However, these pipelines retain 512-bit width (even for dense Zen 5c cores). So there is one way to get the same SIMD performance out of this core as out of Zen 4 – by using 512-bit AVX-512 vectors. This is because the core processes these in a single pass, whereas Zen 4 with its 256-bit units performs them in two halves twice over. Thus, even in this cut-down version, Zen 5 can have the same performance (in theory at least) as Zen 4, when running optimal AVX-512 code.
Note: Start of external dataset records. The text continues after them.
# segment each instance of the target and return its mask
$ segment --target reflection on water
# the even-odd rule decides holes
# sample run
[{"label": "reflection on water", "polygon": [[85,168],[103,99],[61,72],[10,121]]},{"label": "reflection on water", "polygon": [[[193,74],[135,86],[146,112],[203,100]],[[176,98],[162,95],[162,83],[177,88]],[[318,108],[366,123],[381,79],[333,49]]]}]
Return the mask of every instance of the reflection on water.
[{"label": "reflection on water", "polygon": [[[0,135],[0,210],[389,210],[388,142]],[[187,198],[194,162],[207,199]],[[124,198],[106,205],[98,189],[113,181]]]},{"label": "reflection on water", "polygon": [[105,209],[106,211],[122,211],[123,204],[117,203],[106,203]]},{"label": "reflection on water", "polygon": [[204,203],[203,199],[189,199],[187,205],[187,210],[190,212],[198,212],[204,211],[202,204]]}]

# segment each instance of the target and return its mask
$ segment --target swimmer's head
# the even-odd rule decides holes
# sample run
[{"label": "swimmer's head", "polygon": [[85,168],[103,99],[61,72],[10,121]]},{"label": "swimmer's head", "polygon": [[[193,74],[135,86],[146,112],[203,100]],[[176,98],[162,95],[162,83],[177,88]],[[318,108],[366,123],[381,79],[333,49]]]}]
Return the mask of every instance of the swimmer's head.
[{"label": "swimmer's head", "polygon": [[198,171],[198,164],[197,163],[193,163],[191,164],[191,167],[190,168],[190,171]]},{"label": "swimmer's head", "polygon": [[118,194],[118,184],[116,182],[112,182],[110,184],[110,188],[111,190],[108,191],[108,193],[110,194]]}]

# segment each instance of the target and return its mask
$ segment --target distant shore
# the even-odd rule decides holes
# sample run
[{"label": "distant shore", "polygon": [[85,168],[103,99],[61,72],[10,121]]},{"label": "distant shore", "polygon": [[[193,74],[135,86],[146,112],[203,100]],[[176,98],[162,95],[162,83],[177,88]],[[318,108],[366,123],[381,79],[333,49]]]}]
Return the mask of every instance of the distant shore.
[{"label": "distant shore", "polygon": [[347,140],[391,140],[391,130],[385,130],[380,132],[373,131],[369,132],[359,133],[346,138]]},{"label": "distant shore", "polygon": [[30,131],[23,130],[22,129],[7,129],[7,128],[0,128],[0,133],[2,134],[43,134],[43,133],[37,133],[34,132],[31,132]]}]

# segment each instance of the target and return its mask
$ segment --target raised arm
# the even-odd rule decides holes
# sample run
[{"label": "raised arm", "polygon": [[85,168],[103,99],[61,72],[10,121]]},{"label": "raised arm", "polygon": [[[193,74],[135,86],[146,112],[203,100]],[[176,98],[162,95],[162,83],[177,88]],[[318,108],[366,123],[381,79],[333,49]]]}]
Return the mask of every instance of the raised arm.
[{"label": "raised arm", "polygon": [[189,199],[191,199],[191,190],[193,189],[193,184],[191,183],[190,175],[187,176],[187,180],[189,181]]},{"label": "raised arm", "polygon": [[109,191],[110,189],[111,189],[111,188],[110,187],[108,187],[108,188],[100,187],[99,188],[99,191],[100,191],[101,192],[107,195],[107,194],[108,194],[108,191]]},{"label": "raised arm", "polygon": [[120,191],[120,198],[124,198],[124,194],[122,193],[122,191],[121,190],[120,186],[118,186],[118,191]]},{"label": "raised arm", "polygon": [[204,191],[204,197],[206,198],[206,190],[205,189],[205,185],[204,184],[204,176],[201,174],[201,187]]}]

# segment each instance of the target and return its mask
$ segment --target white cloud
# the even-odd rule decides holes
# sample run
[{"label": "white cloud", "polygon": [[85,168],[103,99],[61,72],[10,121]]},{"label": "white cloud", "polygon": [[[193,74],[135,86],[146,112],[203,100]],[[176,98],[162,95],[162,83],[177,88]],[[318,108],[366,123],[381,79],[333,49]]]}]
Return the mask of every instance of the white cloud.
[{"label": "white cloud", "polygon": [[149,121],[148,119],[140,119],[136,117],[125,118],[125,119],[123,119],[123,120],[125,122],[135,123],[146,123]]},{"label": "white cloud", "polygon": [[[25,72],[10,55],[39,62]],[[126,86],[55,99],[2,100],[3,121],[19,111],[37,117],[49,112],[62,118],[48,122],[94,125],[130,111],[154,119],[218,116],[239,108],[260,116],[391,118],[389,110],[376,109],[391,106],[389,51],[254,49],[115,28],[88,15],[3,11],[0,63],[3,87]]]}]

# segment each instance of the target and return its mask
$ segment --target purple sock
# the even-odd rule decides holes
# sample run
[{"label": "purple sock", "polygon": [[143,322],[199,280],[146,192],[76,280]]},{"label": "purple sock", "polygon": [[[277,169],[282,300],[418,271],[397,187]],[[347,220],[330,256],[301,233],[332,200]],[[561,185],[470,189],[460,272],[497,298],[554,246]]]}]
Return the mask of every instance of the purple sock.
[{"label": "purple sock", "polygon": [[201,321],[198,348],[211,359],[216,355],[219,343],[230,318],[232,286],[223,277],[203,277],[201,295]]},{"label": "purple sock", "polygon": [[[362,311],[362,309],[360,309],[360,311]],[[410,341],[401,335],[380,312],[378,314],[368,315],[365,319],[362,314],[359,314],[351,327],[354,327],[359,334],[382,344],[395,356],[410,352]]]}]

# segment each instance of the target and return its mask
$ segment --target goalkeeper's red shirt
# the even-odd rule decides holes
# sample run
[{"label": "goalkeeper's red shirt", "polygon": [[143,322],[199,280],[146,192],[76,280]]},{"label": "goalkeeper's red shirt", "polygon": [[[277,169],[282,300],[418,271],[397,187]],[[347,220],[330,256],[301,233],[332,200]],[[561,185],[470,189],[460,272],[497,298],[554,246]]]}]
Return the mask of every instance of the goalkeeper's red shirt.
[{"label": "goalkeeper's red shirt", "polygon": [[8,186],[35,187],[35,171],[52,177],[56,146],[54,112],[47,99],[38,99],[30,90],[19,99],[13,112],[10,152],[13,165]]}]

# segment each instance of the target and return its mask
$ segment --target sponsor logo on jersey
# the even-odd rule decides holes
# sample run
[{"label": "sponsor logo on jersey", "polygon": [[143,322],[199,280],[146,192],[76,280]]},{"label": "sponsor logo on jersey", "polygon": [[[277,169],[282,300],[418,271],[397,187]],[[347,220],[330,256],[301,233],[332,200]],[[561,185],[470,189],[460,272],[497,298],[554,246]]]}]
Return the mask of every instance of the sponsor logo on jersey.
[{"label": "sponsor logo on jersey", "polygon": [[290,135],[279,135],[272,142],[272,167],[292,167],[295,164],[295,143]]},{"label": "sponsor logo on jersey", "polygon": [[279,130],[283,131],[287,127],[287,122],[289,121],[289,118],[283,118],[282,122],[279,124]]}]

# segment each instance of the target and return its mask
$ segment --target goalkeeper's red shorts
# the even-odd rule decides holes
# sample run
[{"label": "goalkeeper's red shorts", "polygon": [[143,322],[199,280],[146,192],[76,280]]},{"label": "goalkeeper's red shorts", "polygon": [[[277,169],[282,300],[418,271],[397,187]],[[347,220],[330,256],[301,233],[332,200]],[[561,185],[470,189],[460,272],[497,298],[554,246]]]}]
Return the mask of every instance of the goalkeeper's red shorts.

Performance will probably suffer by some percent when using smaller vector instructions, however.

This sounds similar to the thing AMD did with the Zen 2 “Lite” cores used in the PlayStation 5 (and presumably also in the Mendocino APU, the Ryzen 7020U). According to benchmarks done on the PS5 SoC, apparently such a stripped-down SIMD unit may not be such a blow to performance in a large number of applications, including games, as the Chips and Cheese website tests show. In Zen 2 “Lite” AMD left the capacity of the FPU queues the same as in the full-fledged version, which masks the differences in the backend execution performance of SIMD operations to a good degree. Hopefully, AMD will be similarly successful at keeping the performance relatively good with this Zen 5 variant too.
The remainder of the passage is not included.